BREAKFAST ABOMINABLE.
"I was the first to get up, anxious to get out. In the dining room was a great throng. The meat was abominable. The coffee was not worth the name, and it was without sugar or milk. The bread was indifferent, the beans, barely palatable and the potatoes a disgrace.
"After that shocking pretense at a breakfast I was told I must work two hours at the rate of 20 cents an hour, which was not teaching a poor man to be honest and fair with his fellows. I went with three others into the filthiest dormitory, not the ones I had slept in, to make up 116 beds. That number of men had slept in the place.
"In New York no bed linen is used twice without being washed. I do not go far from truth when I say that the sheets in the Kansas City Helping Hand institute have not been washed for weeks, and the blankets not since they were first put on the beds. The blankets were stiff. In the dormitory I worked my two hours and got out of that place into a bath, where I kept an attendant going for the busiest hour he ever put in. I lost my overalls and jumper, as after that trip to the Helping Hand they are not fit for even another experiment."
DEFENDS LOCAL INSTITUTION.
E. T. Brigham, superintendent of the Helping Hand, who has visited all the charitable institutions in the large Eastern cities, said last night:
"We don't claim that conditions are ideal, but we do know that we have the best system in the country. We have not the money to erect magnificent lodging houses as they have in New York, but with the help of the city we have solved the problem of ridding Kansas City of the undesirable poor.

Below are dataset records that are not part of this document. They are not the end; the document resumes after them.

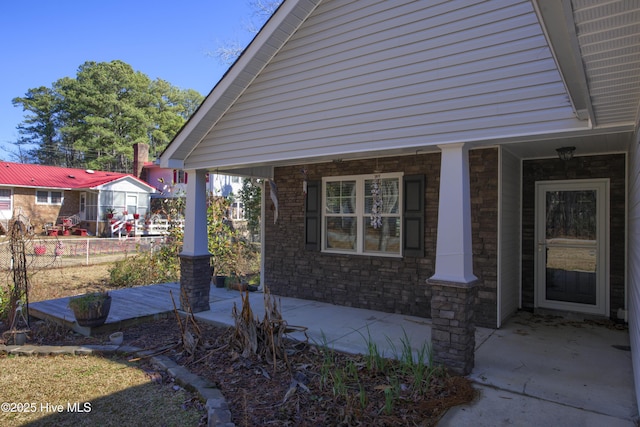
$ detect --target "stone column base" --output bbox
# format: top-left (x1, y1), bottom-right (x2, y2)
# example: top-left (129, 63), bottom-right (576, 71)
top-left (179, 254), bottom-right (211, 313)
top-left (427, 278), bottom-right (478, 375)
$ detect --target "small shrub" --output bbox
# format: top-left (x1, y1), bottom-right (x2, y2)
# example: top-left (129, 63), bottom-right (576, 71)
top-left (0, 284), bottom-right (9, 322)
top-left (68, 291), bottom-right (110, 312)
top-left (109, 252), bottom-right (179, 288)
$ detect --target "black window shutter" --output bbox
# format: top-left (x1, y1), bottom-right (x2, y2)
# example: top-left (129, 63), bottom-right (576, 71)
top-left (403, 174), bottom-right (425, 257)
top-left (305, 180), bottom-right (321, 251)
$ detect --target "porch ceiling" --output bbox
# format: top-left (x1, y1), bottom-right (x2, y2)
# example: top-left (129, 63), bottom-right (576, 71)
top-left (501, 130), bottom-right (633, 160)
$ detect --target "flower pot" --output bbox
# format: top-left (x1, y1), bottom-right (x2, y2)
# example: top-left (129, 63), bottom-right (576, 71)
top-left (109, 331), bottom-right (123, 345)
top-left (10, 331), bottom-right (28, 345)
top-left (214, 275), bottom-right (227, 288)
top-left (106, 213), bottom-right (114, 219)
top-left (70, 294), bottom-right (112, 327)
top-left (133, 214), bottom-right (140, 219)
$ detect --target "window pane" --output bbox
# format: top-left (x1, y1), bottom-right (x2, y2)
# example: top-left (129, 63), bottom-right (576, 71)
top-left (326, 197), bottom-right (340, 214)
top-left (326, 181), bottom-right (341, 197)
top-left (364, 217), bottom-right (401, 253)
top-left (340, 181), bottom-right (355, 213)
top-left (325, 180), bottom-right (356, 214)
top-left (50, 192), bottom-right (62, 204)
top-left (0, 189), bottom-right (10, 210)
top-left (36, 191), bottom-right (48, 203)
top-left (365, 178), bottom-right (399, 214)
top-left (326, 217), bottom-right (356, 250)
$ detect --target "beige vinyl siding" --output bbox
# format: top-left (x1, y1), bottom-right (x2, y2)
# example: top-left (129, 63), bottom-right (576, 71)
top-left (186, 0), bottom-right (586, 170)
top-left (628, 126), bottom-right (640, 411)
top-left (498, 147), bottom-right (521, 327)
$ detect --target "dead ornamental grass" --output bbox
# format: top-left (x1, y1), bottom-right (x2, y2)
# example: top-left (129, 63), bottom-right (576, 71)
top-left (0, 353), bottom-right (204, 427)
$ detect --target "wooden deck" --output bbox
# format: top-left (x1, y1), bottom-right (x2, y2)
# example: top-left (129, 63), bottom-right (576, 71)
top-left (29, 282), bottom-right (182, 336)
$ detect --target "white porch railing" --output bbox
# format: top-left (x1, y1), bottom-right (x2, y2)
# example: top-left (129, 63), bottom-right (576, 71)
top-left (109, 217), bottom-right (184, 237)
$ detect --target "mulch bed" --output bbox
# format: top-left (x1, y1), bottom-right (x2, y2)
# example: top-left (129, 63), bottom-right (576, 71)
top-left (4, 314), bottom-right (477, 426)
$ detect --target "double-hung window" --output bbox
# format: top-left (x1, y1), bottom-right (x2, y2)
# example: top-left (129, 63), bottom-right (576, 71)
top-left (0, 189), bottom-right (11, 211)
top-left (36, 190), bottom-right (63, 205)
top-left (323, 173), bottom-right (403, 256)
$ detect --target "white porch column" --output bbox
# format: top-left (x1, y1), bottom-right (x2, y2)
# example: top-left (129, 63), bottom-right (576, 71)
top-left (431, 143), bottom-right (478, 284)
top-left (179, 169), bottom-right (210, 313)
top-left (182, 169), bottom-right (209, 256)
top-left (427, 142), bottom-right (478, 375)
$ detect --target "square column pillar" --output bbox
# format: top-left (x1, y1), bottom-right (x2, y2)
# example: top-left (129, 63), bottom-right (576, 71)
top-left (428, 143), bottom-right (477, 375)
top-left (179, 169), bottom-right (211, 312)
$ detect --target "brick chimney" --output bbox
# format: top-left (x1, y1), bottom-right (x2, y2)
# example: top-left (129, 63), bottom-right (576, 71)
top-left (133, 143), bottom-right (149, 178)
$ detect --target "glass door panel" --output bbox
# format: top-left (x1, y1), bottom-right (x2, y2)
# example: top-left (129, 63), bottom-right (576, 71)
top-left (535, 180), bottom-right (607, 315)
top-left (544, 190), bottom-right (597, 305)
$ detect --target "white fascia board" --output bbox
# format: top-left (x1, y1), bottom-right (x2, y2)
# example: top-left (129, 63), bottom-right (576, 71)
top-left (216, 166), bottom-right (274, 179)
top-left (158, 158), bottom-right (184, 170)
top-left (532, 0), bottom-right (595, 125)
top-left (10, 185), bottom-right (73, 191)
top-left (160, 0), bottom-right (322, 168)
top-left (93, 176), bottom-right (156, 193)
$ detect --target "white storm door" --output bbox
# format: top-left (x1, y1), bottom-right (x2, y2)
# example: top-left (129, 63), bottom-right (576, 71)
top-left (535, 180), bottom-right (608, 315)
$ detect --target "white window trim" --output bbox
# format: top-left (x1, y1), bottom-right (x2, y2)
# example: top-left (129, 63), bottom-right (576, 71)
top-left (36, 190), bottom-right (64, 205)
top-left (322, 172), bottom-right (403, 257)
top-left (0, 188), bottom-right (12, 212)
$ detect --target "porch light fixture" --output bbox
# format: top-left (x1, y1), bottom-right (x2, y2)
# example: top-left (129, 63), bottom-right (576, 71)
top-left (556, 146), bottom-right (576, 161)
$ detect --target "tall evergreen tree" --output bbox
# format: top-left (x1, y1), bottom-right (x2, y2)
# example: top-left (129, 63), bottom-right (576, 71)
top-left (11, 60), bottom-right (204, 171)
top-left (11, 86), bottom-right (62, 165)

"Men who want work are not out of employment for any length of time. Those who don't want work will leave the city when they find they have to go to work for all that they eat. The saloons and cheap lodging houses do not house men in any kind of quarters as formerly, thanks to the tenement commission. Every one is sent to the Helping Hand where they must work for the shelter and food they get.
"In New York the municipal lodging house is the finest in the country, but they have no system to make a man go to the institution. If he detests work he can go to a bread line or a cheap saloon. He lives all winter without work and others are attracted to the city.